Let’s create an information collator to mix text and image pairs.

class LLavaDataCollator:
    def __init__(self, processor):
        self.processor = processor

    def __call__(self, examples):
        texts = []
        images = []
        for example in examples:
            messages = example["messages"]
            text = self.processor.tokenizer.apply_chat_template(
                messages, tokenize=False, add_generation_prompt=False
            )
            texts.append(text)
            images.append(example["images"][0])

        batch = self.processor(texts, images, return_tensors="pt", padding=True)

        labels = batch["input_ids"].clone()
        if self.processor.tokenizer.pad_token_id is not None:
            labels[labels == self.processor.tokenizer.pad_token_id] = -100
        batch["labels"] = labels

        return batch

data_collator = LLavaDataCollator(processor)

Load our dataset.

from datasets import load_dataset

raw_datasets = load_dataset("HuggingFaceH4/llava-instruct-mix-vsft")
train_dataset = raw_datasets["train"]
eval_dataset = raw_datasets["test"]

Initialize the SFTTrainer, passing within the model, the dataset splits, PEFT configuration and data collator and call train(). To push our final checkpoint to the Hub, call push_to_hub().

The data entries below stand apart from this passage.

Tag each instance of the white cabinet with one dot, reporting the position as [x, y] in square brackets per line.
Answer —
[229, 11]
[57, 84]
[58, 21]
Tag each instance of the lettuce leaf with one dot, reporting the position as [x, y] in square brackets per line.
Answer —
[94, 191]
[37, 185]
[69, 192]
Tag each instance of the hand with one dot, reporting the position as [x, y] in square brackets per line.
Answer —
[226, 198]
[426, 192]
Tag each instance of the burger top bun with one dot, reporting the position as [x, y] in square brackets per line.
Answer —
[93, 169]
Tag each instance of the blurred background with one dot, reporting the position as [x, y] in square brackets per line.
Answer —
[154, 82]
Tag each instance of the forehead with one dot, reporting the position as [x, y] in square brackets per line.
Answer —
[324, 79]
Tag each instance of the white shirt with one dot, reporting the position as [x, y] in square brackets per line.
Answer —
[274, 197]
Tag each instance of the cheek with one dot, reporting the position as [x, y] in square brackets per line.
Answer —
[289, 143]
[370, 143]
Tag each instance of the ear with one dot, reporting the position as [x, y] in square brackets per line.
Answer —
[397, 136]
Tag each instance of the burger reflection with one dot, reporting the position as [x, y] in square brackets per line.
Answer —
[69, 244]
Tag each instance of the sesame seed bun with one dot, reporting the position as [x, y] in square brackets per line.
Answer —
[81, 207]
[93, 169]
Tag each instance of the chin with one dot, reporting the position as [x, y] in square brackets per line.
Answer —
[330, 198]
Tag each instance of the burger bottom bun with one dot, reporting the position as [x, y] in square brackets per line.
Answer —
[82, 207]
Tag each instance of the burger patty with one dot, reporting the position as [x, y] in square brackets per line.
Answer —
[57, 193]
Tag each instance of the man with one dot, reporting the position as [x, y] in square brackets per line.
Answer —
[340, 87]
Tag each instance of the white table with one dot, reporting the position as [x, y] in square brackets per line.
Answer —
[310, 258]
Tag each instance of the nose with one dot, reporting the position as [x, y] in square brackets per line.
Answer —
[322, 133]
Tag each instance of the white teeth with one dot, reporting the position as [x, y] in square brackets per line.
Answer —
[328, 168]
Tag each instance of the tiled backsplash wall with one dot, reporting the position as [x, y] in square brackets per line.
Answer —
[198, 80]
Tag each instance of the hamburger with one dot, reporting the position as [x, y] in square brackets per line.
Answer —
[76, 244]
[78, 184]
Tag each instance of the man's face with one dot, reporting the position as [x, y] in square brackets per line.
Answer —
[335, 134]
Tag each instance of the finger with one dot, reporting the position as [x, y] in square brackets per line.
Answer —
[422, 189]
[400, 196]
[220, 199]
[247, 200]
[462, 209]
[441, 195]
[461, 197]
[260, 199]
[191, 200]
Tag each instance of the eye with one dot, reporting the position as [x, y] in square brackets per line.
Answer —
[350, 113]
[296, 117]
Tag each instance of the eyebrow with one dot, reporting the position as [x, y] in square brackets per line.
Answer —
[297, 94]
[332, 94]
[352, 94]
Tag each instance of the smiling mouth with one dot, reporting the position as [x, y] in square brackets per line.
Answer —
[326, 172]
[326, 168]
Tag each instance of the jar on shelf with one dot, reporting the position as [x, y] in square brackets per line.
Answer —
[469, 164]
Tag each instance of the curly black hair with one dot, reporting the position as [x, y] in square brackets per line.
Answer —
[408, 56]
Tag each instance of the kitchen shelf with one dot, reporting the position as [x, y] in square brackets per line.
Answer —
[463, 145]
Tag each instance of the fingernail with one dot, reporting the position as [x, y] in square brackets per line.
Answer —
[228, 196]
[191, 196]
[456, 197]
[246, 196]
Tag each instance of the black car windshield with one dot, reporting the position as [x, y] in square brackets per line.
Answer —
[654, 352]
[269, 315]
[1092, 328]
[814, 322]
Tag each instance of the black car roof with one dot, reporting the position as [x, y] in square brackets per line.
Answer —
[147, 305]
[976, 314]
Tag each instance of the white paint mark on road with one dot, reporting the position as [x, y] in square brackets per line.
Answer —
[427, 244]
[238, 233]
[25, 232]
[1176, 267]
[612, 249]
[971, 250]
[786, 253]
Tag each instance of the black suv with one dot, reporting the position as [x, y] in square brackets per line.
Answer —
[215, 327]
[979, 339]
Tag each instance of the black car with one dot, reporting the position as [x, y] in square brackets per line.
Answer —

from trl import SFTTrainer

trainer = SFTTrainer(
    model=model,
    args=training_args,
    train_dataset=train_dataset,
    eval_dataset=eval_dataset,
    dataset_text_field="text",  
    tokenizer=tokenizer,
    data_collator=data_collator,
    dataset_kwargs={"skip_prepare_dataset": True},
)

trainer.train()

Save the model and push to the Hugging Face Hub.

trainer.save_model(training_args.output_dir)
trainer.push_to_hub()

You’ll find the trained model here.

You’ll be able to try the model we just trained directly in our VLM playground below ⬇️

Acknowledgements

We would love to thank Pedro Cuenca, Lewis Tunstall, Kashif Rasul and Omar Sanseviero for his or her reviews and suggestions on this blog post.